There was a faint whiff of bad faith to all this - a determination to have your beefcake and eat it - but the film was enjoyable enough to make you forget that doubt, as well as a few others. Early in the film Appio had leaned on the scales, editing some perfectly game attempts at a definition of "man of the Nineties" into a slightly confected inarticulacy. When a director has to cut halfway through a man's sentence in order to suggest that he can't finish it, you wonder a little. I was also mildly curious about her big stroke of good fortune - the film would have been much less satisfactory in narrative terms if the indefatigable Simon, repeatedly passed over by regional juries, had not been allowed through to the final on a photographic entry. Had the organisers, Eric and Julia Morley, decided to help her out?

It doesn't greatly matter if they had because Simon, blond and determined, actually went on to win the title. One of the judges explained afterwards that it was his personality that had given him an edge, which was a little startling, as his personality seemed to consist of a faded bumper sticker: "I'm an electrician so I'm gonna cause a few sparks tonight," he said cheerfully, whenever a microphone came near his gleaming teeth.

At first his ambitions had looked poignantly out of touch with reality: "I'd like a career in television, or something like 'at," he muttered when questioned by one judging panel.

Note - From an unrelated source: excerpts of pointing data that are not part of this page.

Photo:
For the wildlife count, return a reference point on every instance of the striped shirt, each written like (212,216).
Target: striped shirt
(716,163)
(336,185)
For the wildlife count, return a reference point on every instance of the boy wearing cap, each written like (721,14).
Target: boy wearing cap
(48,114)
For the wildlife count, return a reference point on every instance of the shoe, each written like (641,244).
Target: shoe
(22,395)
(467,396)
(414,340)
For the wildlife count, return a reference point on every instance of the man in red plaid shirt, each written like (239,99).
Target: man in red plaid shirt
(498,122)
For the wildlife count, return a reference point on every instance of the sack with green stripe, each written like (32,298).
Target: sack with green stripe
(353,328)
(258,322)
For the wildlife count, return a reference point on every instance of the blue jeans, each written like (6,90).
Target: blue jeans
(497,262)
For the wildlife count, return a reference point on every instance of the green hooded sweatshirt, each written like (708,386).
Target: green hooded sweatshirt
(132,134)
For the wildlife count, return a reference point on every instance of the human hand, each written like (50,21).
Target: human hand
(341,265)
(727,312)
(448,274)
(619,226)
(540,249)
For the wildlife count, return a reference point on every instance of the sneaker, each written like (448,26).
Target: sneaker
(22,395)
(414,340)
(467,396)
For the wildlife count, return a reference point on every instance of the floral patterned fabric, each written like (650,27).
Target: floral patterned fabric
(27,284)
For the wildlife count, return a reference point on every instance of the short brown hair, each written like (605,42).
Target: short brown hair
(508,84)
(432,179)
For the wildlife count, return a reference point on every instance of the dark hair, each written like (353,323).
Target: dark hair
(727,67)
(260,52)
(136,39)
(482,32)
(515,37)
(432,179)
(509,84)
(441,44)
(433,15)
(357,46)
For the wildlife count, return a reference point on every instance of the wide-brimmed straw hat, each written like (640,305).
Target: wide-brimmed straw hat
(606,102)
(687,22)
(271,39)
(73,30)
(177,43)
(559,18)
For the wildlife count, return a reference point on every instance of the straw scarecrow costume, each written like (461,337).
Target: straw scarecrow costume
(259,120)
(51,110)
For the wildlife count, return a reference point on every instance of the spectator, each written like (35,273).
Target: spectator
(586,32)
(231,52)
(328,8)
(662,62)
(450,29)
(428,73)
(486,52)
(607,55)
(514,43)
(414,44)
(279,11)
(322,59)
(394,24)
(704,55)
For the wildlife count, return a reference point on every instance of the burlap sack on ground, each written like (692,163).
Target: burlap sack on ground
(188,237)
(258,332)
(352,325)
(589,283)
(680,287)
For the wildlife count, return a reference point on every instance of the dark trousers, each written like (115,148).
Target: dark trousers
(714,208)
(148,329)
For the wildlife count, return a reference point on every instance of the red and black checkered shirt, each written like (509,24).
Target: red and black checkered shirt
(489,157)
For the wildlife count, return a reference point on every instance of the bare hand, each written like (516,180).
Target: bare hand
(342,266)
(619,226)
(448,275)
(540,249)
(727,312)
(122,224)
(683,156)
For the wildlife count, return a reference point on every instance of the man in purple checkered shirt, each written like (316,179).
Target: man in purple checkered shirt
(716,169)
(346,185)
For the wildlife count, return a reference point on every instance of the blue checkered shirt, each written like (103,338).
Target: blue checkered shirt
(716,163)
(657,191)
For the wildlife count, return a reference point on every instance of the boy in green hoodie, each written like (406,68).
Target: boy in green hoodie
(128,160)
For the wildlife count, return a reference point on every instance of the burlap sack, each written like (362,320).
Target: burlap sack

Look out, Jeremy Paxman, you thought. The sense of futile dreams was further emphasised by his refusal to lie down after a defeat. "I'm not a bitter person," he said after failing to make it through as Mr Derby, "but at the end of the day one of the judges, his sister's goin' out with the winner, yeah?" All such thoughts were forgotten in victory, a vindication of his persistence and a confirmation that castles in the air are sometimes given planning permission. Appio's film had time for other themes too (in particular the general male embarrassment at the very idea of judging other men's looks) but Simon's lesson was the one that stayed with you - if you want your vanity to take you places, then make sure it has not the smallest fissure of self-doubt.

In the last edition of Travelogue (C4), Pete McCarthy went to Laos, a nation which enjoys the dubious distinction of being "the most heavily bombed country in the history of warfare". He fell ill with bronchitis during filming - the sort of adversity which is generally useful in travel films, being more interesting than the standard tourist sights. In this case it was vital, as there were no tourist sights (barring the odd labelled bomb hole and the unusual dubbing technique in the local cinema - three actors standing at the back and doing all the parts in different voices). To make up for this, McCarthy applied a little affectionate sarcasm to a nation of enviable placidity, talking of "the ruthless marketing techniques" (a man on a street corner with a megaphone) and the "clamour of the rush hour" (two men and a cycle rickshaw) and enjoying the sight of downtown Vientiane - a sea of palm-trees uninterrupted by high-rise brothel or firetrap nightclub. It may not last very long - across the Mekong lies Thailand, an Asian tiger waiting to swallow the culture in one big bite.